Cloud Computing and Software as a Service (SaaS)
Imagine thousands of huge hotels, each one a thousand rooms in size, situated on every street. Imagine also those hotels offering full service and all amenities and each with an occupancy rate of only ten percent. Every night, nine hundred rooms would be dark, while the overhead and personnel cost continue at a level to support one thousand rooms in each location. If you were a hotelier, what would you do?
Such was the plight of data centers at the end of the dot-com bust. Huge data centers, each with thousands of servers, disks spinning and air conditioning blasting away to cool the long racks of servers, many of which were utilized at less than ten percent capacity, while others were off-line, were waiting for the work load that was not to come.

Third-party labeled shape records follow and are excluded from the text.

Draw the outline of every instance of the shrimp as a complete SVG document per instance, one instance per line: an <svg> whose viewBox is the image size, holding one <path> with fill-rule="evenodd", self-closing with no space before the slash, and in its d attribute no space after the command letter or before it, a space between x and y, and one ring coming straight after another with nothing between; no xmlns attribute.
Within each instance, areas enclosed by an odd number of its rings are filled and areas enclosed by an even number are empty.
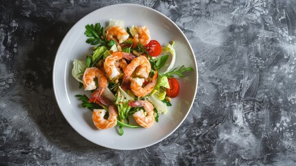
<svg viewBox="0 0 296 166"><path fill-rule="evenodd" d="M95 78L97 79L98 88L96 86ZM96 98L100 96L108 86L107 78L103 71L96 67L87 68L84 71L82 77L85 91L92 91L96 89L92 93L91 99L95 100Z"/></svg>
<svg viewBox="0 0 296 166"><path fill-rule="evenodd" d="M132 54L117 51L107 57L105 59L105 62L103 63L103 68L105 69L105 72L106 73L107 77L110 80L117 80L120 76L120 71L117 68L117 62L121 59L123 57L125 59L131 60L135 57Z"/></svg>
<svg viewBox="0 0 296 166"><path fill-rule="evenodd" d="M151 70L151 64L145 56L139 56L132 60L124 70L124 75L122 80L122 88L126 89L129 86L130 75L136 70L136 75L144 78L148 78Z"/></svg>
<svg viewBox="0 0 296 166"><path fill-rule="evenodd" d="M145 56L139 56L132 60L124 68L124 73L126 76L130 76L135 70L137 68L136 75L144 78L148 78L151 71L151 64Z"/></svg>
<svg viewBox="0 0 296 166"><path fill-rule="evenodd" d="M148 128L153 125L155 122L154 107L150 102L147 100L135 100L130 102L128 104L132 107L143 107L147 113L145 114L143 109L141 109L132 115L139 125L144 128Z"/></svg>
<svg viewBox="0 0 296 166"><path fill-rule="evenodd" d="M157 72L153 76L151 82L142 87L144 79L143 78L132 78L130 81L130 89L134 94L138 97L144 97L151 93L156 85L157 80Z"/></svg>
<svg viewBox="0 0 296 166"><path fill-rule="evenodd" d="M133 30L133 47L137 47L137 44L139 42L143 46L147 45L150 41L150 32L146 26L132 26Z"/></svg>
<svg viewBox="0 0 296 166"><path fill-rule="evenodd" d="M94 109L92 111L92 122L99 129L108 129L117 124L118 113L115 105L110 106L108 109L109 117L107 119L103 118L107 113L106 109Z"/></svg>
<svg viewBox="0 0 296 166"><path fill-rule="evenodd" d="M121 59L119 62L119 67L122 68L122 70L124 70L126 66L128 66L128 63L124 59Z"/></svg>
<svg viewBox="0 0 296 166"><path fill-rule="evenodd" d="M130 36L124 28L120 26L112 26L107 30L107 40L114 39L117 43L121 44L126 41Z"/></svg>
<svg viewBox="0 0 296 166"><path fill-rule="evenodd" d="M107 98L99 97L96 103L108 107L109 117L106 119L107 111L106 109L94 109L92 111L92 122L95 126L99 129L106 129L116 126L117 124L117 109L116 106Z"/></svg>

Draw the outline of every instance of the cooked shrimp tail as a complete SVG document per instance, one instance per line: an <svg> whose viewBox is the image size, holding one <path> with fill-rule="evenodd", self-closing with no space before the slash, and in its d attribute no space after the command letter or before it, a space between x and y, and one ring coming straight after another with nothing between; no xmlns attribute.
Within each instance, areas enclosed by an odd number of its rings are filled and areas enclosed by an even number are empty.
<svg viewBox="0 0 296 166"><path fill-rule="evenodd" d="M127 60L132 60L134 58L136 57L136 56L135 56L132 54L130 53L124 53L123 52L123 56L124 57L124 59L127 59Z"/></svg>
<svg viewBox="0 0 296 166"><path fill-rule="evenodd" d="M135 112L132 116L136 122L144 128L148 128L153 125L155 122L154 107L153 105L147 100L135 100L128 102L128 105L132 107L141 107L145 109L146 113L143 109Z"/></svg>
<svg viewBox="0 0 296 166"><path fill-rule="evenodd" d="M109 117L106 119L107 111L105 109L94 109L92 111L92 122L95 126L99 129L106 129L116 126L117 124L118 113L116 106L112 104L108 107Z"/></svg>

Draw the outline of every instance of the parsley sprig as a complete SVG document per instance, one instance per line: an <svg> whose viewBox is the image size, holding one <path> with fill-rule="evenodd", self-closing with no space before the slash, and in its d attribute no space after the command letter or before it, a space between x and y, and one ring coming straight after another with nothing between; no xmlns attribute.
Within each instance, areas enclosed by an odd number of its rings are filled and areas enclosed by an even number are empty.
<svg viewBox="0 0 296 166"><path fill-rule="evenodd" d="M166 72L166 73L164 74L164 75L166 76L168 78L173 77L174 77L173 75L177 75L181 77L184 77L185 76L183 75L182 73L186 72L186 71L193 71L193 68L192 67L186 68L184 65L182 65L179 68L175 68L172 71Z"/></svg>
<svg viewBox="0 0 296 166"><path fill-rule="evenodd" d="M102 109L100 105L93 103L88 102L88 98L86 95L77 95L75 97L78 98L79 100L82 101L81 106L83 108L88 109L90 111L92 111L95 109Z"/></svg>
<svg viewBox="0 0 296 166"><path fill-rule="evenodd" d="M103 28L101 24L88 24L86 26L84 35L88 37L86 42L91 45L108 46L108 42L103 35ZM103 37L101 38L101 37Z"/></svg>

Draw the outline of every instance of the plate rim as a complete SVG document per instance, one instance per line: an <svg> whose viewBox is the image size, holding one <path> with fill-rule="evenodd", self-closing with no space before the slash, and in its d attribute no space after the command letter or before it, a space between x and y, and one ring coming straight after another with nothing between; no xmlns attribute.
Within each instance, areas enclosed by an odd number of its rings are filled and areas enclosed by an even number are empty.
<svg viewBox="0 0 296 166"><path fill-rule="evenodd" d="M61 50L63 49L63 48L61 48L61 46L64 44L64 43L66 42L66 39L68 38L68 36L70 35L70 33L71 31L72 31L72 30L77 26L78 23L79 21L81 21L82 19L83 19L86 17L87 17L88 15L91 15L92 13L96 12L98 10L101 10L103 8L114 8L115 6L135 6L137 8L145 8L145 9L149 10L149 11L151 11L151 12L157 12L157 14L161 15L162 17L164 17L164 18L166 18L172 25L174 25L178 29L178 30L181 34L181 35L184 38L184 39L186 41L187 43L186 44L186 45L187 45L187 46L188 46L188 48L189 48L189 52L191 52L191 54L192 54L192 56L193 56L193 59L194 59L195 68L196 68L196 70L194 71L195 71L195 81L196 82L196 84L195 85L195 87L194 95L193 95L193 100L191 101L191 104L190 104L190 105L188 107L188 110L187 113L185 114L184 118L179 122L179 123L178 124L178 125L177 125L175 129L173 129L170 132L168 132L168 133L166 134L164 138L162 138L161 139L158 140L157 141L155 141L155 142L154 142L152 143L150 143L150 144L148 144L148 145L146 145L139 146L137 148L130 148L130 149L128 149L128 148L127 148L127 149L126 148L124 148L124 149L122 149L122 148L114 148L114 147L108 147L108 146L105 146L103 145L99 145L99 144L97 144L97 142L95 142L90 140L87 137L84 136L83 134L82 134L79 131L78 131L75 127L74 127L71 124L71 123L69 122L69 120L68 119L67 116L65 114L66 113L63 111L62 111L61 106L61 103L60 103L59 102L59 100L58 100L58 96L57 96L57 93L56 92L57 91L57 87L56 87L57 85L55 85L55 73L56 73L56 64L57 64L56 62L57 62L57 59L58 58L58 53L59 52L61 52ZM191 56L191 55L190 55L189 56ZM193 104L195 102L195 98L196 98L196 95L197 95L197 93L198 81L199 81L198 68L197 68L197 59L195 58L195 54L194 50L193 50L193 48L191 46L190 43L189 42L189 40L187 39L186 36L183 33L183 31L181 30L181 28L174 21L172 21L168 17L167 17L164 14L163 14L163 13L157 11L157 10L153 9L153 8L150 8L150 7L148 7L148 6L142 6L142 5L139 5L139 4L135 4L135 3L117 3L117 4L113 4L113 5L103 6L103 7L97 8L97 9L96 9L96 10L90 12L88 12L85 16L83 16L82 18L81 18L79 20L78 20L77 21L76 21L76 23L67 32L67 33L63 37L62 41L61 42L61 44L59 46L59 48L57 49L57 53L55 54L55 61L54 61L54 64L53 64L53 69L52 69L52 85L53 85L54 93L55 93L55 100L57 101L57 105L59 107L59 110L62 113L63 116L66 120L67 122L71 126L72 128L74 129L74 130L76 132L77 132L80 136L81 136L83 138L86 138L88 141L90 141L90 142L92 142L92 143L94 143L95 145L97 145L99 146L101 146L101 147L103 147L108 148L108 149L118 149L118 150L136 150L136 149L140 149L146 148L146 147L150 147L152 145L156 145L156 144L160 142L161 141L162 141L163 140L167 138L170 135L172 135L172 133L174 133L177 129L179 129L179 127L181 126L181 124L183 124L184 121L186 120L186 118L187 118L188 115L189 114L189 113L190 112L190 111L192 109L192 107L193 107Z"/></svg>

If you were in the data center business, what would you do?
During the run-up to the peak days before the dot-com decline, servers and storage were commissioned at a feverish rate, anticipating the data loads that would consume all the capacity and more. The promise of on-line shopping, from books to boots was the dream of every purveyor. Applications to support the shopper systems were also being dreamed up at an amazing rate, with tracking, couponing, award systems, databases of product hungry consumers and many not-so-obvious back room support elements, all of which would consume server cycles, storage on disks of the day and wild optimism propelling the continuous development of this chain of "data hotels". Then came the crash. What would you do?

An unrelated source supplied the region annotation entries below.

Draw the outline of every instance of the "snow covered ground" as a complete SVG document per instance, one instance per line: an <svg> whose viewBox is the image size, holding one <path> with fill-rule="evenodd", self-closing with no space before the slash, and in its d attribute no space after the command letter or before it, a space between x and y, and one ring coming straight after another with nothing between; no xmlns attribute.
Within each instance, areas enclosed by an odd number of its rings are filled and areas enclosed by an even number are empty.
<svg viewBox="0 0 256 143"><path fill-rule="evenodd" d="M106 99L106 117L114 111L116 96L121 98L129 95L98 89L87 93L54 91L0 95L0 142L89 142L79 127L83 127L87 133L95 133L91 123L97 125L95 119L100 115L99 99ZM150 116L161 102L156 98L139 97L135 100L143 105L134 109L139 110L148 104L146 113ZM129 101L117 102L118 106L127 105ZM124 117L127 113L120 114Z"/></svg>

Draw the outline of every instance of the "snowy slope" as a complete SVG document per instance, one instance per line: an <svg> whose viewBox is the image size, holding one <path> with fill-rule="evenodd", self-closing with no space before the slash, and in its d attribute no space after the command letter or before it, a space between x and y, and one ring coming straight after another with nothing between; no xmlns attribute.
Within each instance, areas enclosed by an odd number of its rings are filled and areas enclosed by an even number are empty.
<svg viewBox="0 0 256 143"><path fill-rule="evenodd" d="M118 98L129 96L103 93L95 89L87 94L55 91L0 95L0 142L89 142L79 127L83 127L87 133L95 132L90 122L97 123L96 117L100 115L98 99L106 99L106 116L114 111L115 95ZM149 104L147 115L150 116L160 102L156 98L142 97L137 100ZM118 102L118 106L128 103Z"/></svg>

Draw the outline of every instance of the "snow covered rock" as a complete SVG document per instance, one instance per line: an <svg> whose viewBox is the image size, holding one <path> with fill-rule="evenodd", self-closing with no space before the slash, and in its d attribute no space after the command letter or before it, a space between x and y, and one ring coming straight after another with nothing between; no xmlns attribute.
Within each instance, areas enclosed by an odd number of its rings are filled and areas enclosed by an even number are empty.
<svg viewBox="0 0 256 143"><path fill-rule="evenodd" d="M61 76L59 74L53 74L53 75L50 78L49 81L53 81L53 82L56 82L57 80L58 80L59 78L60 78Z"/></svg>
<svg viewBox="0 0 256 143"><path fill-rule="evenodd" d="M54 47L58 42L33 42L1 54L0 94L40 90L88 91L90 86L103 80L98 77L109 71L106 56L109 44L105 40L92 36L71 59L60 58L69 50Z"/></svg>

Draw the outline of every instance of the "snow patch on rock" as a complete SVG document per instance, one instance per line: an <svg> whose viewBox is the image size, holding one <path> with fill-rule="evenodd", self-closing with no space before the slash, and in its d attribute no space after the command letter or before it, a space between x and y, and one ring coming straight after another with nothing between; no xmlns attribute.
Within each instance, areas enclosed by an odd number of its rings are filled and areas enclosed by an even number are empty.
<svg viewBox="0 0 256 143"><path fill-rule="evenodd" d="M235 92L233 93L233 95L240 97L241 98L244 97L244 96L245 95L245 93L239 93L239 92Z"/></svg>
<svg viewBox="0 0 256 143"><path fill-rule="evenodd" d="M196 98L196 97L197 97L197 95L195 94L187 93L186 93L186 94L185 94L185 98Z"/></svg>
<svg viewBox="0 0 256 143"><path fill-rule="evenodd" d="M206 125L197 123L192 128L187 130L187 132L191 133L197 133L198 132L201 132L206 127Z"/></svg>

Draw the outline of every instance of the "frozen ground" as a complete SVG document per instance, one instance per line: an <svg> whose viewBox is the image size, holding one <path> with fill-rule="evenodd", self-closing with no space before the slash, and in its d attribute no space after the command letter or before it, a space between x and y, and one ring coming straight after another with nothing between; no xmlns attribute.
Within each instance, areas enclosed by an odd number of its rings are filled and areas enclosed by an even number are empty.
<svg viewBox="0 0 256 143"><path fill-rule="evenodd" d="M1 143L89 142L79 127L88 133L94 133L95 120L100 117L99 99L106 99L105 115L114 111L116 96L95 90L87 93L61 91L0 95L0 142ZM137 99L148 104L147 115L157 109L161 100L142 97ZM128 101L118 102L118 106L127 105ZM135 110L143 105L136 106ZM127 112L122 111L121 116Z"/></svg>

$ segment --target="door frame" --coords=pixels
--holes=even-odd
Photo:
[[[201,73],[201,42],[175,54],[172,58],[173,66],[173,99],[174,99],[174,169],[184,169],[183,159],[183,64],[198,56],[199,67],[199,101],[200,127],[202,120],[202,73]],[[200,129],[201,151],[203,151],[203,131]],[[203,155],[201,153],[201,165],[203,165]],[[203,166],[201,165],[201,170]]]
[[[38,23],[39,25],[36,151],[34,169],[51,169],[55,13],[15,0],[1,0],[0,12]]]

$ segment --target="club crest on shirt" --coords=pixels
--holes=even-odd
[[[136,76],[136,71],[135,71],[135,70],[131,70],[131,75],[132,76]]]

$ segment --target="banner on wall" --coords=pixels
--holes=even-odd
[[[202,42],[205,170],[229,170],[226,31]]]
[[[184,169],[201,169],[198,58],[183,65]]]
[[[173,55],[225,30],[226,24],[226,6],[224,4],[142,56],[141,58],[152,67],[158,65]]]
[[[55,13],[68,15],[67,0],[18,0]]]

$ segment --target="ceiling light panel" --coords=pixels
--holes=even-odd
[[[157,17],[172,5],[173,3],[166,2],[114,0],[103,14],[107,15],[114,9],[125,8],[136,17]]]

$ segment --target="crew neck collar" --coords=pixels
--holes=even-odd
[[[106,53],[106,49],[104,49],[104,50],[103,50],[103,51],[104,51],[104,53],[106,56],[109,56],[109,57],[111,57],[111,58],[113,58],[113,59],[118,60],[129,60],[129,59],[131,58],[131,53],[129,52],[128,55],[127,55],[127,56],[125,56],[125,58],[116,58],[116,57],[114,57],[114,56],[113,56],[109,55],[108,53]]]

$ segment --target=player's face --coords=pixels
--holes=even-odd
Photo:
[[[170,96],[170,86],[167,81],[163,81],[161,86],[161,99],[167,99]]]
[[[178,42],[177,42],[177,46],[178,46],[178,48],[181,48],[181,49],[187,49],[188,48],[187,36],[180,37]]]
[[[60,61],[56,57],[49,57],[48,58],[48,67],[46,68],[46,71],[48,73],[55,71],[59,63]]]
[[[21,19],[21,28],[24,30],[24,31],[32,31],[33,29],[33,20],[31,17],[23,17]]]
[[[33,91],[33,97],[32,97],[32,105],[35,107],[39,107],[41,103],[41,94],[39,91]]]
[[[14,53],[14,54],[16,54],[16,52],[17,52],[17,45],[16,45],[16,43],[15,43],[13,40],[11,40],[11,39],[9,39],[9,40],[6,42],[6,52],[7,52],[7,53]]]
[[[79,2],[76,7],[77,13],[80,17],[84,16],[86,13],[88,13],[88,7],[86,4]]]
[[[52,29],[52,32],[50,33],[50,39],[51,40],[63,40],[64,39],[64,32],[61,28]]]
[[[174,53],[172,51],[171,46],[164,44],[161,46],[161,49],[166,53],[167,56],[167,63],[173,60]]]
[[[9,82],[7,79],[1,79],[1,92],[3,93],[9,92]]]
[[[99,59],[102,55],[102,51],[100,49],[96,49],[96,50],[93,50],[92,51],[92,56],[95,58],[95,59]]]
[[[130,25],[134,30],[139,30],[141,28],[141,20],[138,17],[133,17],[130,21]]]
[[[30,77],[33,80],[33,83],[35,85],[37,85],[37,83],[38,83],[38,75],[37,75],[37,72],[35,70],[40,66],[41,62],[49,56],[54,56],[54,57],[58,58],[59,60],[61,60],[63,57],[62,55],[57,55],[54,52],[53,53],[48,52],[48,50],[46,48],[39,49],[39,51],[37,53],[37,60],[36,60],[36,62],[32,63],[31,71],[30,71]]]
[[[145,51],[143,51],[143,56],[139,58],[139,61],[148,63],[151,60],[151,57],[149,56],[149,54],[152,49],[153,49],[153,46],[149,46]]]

Some turned to a 1966 book by Doug Parkhill titled "The Challenge Of The Computer Utility". This book, written forty years before, and more than thirty years before the advent of a consumer Internet, described the business opportunity and the technical challenge of sharing computing cycles to be sold in similar fashion to kilowatts of electricity or thousands of gallons of municipal water, served by public or private interests. It now is ten years after the dot-com demise and almost twenty years since the public learned that there is an Internet, and many aspects of Parkhill's model have become reality.
Remember that in 1966 and until the mid-1990's computer to computer communication was often made possible through the use of high cost, leased private lines provided by a major telecom company. DARPA, the Defense Advanced Research Project Agency, founded to counter the 1957 launch of Sputnik, supported the development of DARPANET, connecting the research labs and universities engaged in advanced projects. Tim Berners-Lee while at CERN, the European Center for Nuclear Research, described the concept of IP addressing, allowing a unique address for all the computers expected to ever exist. Thus the Internet was born. The Mosaic browser came on the scene in 1993, and was licensed in 1994 to Spyglass, Inc., who later licensed to several companies including Microsoft, seeding the development of Internet Explorer. The browser wars ensued, with Netscape eventually crumbling under the installed weight of Internet Explorer.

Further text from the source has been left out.